Table of Contents

Saturday, October 9, 2010

First Byline

Last month I got the chance to cover Take Back the Night, a march for women's rights, for local newspaper the London Free Press.
I shared the story with Kate Dubinski, an incredible reporter and a great guide for my first real press experience. You can read the story we collaborated on here.

Tuesday, October 5, 2010

A Blonde African's Diary 1

Writers often repeat the adage, "Write what you know." It's the idea that you are at your best when you are talking about something you care about. When you are more experienced, you can tackle issues that are outside your realm of knowledge. But as journalists we are constantly writing about what we do not know, but must understand quickly and convey simply. Still, there is always the pull to write on topics we are familiar with. For me, that is Africa.

My story is Africa.  Every other statement about my life begins and ends with that.  I’ve travelled a lot for someone my age, and have been blessed with experiences most people only dream of.  But among all those experiences, Africa is the backdrop to each and every poignant moment of my life.  I owe much to the continent that accepted me as one of its own, and to the Africans of every colour that made me a part of their family.

It began when I was seven.  My family moved from Newfoundland, Canada to Dakar, Senegal, West Africa.  You could not find two places on earth more different from each other, save the fact that the ocean and fishing are a way of life for much of both areas.  Despite its strangeness, I took to my new country immediately, and the six years I spent there (five as a child, one as a young adult some time later) are the strongest building blocks of who I am. 

I miss home desperately.  There are times when I am in Africa, sitting in the dust listening to a local pastor, or laughing at school children in a rural orphanage, when I feel the strangest urge.  It is as if I need to grab handfuls of red earth and rub it into my skin.  I know each time I come home that I will have to leave again.  I open my eyes and ears wide to absorb every piece I can into my innermost parts, so that I can carry them around inside me, no matter how far away I may be. 

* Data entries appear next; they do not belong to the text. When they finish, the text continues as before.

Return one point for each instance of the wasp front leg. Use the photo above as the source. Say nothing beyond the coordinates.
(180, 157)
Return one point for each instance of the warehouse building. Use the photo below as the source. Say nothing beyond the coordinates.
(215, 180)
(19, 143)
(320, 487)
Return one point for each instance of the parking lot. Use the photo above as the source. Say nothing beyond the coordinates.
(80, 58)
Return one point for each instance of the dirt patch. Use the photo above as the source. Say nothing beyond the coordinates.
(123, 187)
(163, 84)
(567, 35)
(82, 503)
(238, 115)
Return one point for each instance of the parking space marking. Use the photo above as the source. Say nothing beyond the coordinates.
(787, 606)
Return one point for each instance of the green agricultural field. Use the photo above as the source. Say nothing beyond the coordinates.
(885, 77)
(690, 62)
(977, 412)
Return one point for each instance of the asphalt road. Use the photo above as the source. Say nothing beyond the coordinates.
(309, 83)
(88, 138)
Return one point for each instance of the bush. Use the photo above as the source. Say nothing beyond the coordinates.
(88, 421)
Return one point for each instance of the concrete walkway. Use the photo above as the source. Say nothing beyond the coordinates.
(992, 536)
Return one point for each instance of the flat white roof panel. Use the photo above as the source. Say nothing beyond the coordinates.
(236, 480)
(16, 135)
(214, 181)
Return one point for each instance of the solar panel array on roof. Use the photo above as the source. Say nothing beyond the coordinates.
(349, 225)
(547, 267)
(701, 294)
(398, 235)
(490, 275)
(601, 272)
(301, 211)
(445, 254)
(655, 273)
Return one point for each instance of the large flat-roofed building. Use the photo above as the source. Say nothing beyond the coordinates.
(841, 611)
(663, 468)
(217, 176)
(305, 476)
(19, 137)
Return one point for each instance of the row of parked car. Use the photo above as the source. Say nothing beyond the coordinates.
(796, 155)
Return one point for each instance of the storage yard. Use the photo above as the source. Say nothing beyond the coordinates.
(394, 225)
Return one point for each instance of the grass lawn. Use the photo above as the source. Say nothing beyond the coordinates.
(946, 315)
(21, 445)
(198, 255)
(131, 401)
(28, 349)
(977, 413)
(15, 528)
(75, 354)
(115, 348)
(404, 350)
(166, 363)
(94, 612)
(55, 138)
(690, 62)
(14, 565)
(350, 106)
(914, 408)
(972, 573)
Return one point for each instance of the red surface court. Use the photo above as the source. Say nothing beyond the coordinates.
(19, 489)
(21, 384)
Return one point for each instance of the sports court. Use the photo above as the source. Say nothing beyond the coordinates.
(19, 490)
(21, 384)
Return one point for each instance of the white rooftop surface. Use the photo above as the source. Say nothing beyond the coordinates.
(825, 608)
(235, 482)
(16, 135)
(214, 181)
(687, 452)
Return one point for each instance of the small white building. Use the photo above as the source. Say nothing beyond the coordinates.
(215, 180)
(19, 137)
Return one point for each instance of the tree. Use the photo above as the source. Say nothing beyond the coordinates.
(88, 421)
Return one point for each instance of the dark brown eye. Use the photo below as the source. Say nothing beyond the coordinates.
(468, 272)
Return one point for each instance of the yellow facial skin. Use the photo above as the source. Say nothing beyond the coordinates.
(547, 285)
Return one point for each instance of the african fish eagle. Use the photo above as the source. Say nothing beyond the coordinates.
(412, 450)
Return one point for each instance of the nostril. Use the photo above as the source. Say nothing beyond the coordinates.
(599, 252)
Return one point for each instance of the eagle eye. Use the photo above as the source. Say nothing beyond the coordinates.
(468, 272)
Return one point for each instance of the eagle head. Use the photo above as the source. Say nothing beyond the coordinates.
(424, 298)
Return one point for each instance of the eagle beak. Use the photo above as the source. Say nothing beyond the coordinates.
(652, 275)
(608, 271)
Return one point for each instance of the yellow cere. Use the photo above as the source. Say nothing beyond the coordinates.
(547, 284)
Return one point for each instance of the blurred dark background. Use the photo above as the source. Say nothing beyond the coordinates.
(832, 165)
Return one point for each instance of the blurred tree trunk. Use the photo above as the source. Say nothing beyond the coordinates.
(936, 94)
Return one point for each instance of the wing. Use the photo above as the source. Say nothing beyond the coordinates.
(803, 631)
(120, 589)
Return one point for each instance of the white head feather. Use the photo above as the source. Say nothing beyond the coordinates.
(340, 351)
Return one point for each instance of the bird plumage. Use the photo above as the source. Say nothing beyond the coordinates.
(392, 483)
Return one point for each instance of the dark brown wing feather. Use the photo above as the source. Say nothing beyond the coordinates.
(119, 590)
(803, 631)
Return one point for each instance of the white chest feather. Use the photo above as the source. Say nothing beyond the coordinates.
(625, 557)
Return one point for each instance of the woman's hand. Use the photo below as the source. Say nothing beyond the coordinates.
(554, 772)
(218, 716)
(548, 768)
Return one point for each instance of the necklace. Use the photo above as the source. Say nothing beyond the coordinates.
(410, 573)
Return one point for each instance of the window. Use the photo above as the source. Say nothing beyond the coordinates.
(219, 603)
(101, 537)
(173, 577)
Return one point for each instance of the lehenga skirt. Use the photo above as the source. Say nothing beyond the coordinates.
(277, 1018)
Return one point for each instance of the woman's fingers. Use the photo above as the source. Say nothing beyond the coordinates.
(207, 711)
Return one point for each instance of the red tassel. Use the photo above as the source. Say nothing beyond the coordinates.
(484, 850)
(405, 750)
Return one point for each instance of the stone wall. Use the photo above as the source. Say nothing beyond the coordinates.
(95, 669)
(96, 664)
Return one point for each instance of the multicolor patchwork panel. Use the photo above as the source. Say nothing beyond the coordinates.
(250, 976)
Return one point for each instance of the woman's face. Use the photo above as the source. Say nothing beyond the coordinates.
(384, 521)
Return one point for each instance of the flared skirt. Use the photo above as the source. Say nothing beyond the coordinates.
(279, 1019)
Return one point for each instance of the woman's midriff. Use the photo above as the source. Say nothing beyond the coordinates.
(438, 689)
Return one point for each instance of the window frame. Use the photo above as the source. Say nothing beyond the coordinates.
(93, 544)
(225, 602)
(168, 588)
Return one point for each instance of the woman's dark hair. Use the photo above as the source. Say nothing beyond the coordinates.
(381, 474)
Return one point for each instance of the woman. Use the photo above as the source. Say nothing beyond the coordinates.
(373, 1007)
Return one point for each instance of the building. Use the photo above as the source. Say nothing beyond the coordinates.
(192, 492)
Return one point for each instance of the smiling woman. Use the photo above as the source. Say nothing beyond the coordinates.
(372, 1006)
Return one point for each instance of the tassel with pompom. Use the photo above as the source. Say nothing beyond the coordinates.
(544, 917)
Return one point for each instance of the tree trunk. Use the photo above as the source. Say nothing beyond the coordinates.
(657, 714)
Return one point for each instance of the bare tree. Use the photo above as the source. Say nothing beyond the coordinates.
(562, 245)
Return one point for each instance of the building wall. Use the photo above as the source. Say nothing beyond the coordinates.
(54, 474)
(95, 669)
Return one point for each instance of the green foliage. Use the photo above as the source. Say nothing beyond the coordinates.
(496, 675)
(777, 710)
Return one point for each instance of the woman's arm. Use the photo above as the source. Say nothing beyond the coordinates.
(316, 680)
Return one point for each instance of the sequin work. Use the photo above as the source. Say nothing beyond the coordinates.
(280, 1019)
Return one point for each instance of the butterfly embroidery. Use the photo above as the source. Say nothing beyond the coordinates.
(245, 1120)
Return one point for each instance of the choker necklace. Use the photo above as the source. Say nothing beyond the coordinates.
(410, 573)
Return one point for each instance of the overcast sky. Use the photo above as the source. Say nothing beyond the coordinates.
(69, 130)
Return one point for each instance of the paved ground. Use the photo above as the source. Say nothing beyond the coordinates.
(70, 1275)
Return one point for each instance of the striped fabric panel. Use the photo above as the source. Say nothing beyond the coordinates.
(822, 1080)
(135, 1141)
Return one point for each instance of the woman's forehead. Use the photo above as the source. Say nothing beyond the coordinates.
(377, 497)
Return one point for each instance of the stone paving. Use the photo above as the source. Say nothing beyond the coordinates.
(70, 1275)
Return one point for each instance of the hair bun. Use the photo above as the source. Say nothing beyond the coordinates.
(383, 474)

When I return to Canada, the pressures of my responsibilities with school and internships and life make me forget, sometimes for days, the reality that my African brothers and sisters live in.  But then a news report or something familiar will catch my eye, jog my memory, and the ache starts as fresh as if I had just left home.  A part of me is still there across the ocean, and it bleeds and breaks with every fresh wave of violence, disease or famine that sweeps the continent.  I feel a deep guilt knowing that brothers and sisters who are just like those whom I have come to love are suffering.  Meanwhile, I sit in a temperature-controlled classroom, writing notes as my professor speaks on Africa's fate.

My guilt comes from one of the most important lessons I have learned.  Because of Africa, I know that the colour of our skin is just like the wrapping paper on a precious gift- you have to get past the outer layer to find the treasures of friendship and community inside.  I identify myself not by how I look, but by who I relate to, what I believe in, and what I hope to become.  Racism is a foreign thing to my heart, only because of the influence of the courageous people I met and came to love and respect in my African journey.  Africa is my adopted home, and the people there are my people.  I grew up under their powerful examples.

Africa pulses in my blood like a drum beat.  It’s a rhythm that only those who have been there can understand.  It’s a hard, violent, and beautiful sound.  Just like Africa itself, it is torturous but breathtaking.  It causes pain, but its presence in me helps me look at the world through eyes that are wide open and willing to offer the same grace that I have been shown time and time again.  Africa helps me understand community, family, loyalty, equality, and faith.  It helps me understand myself.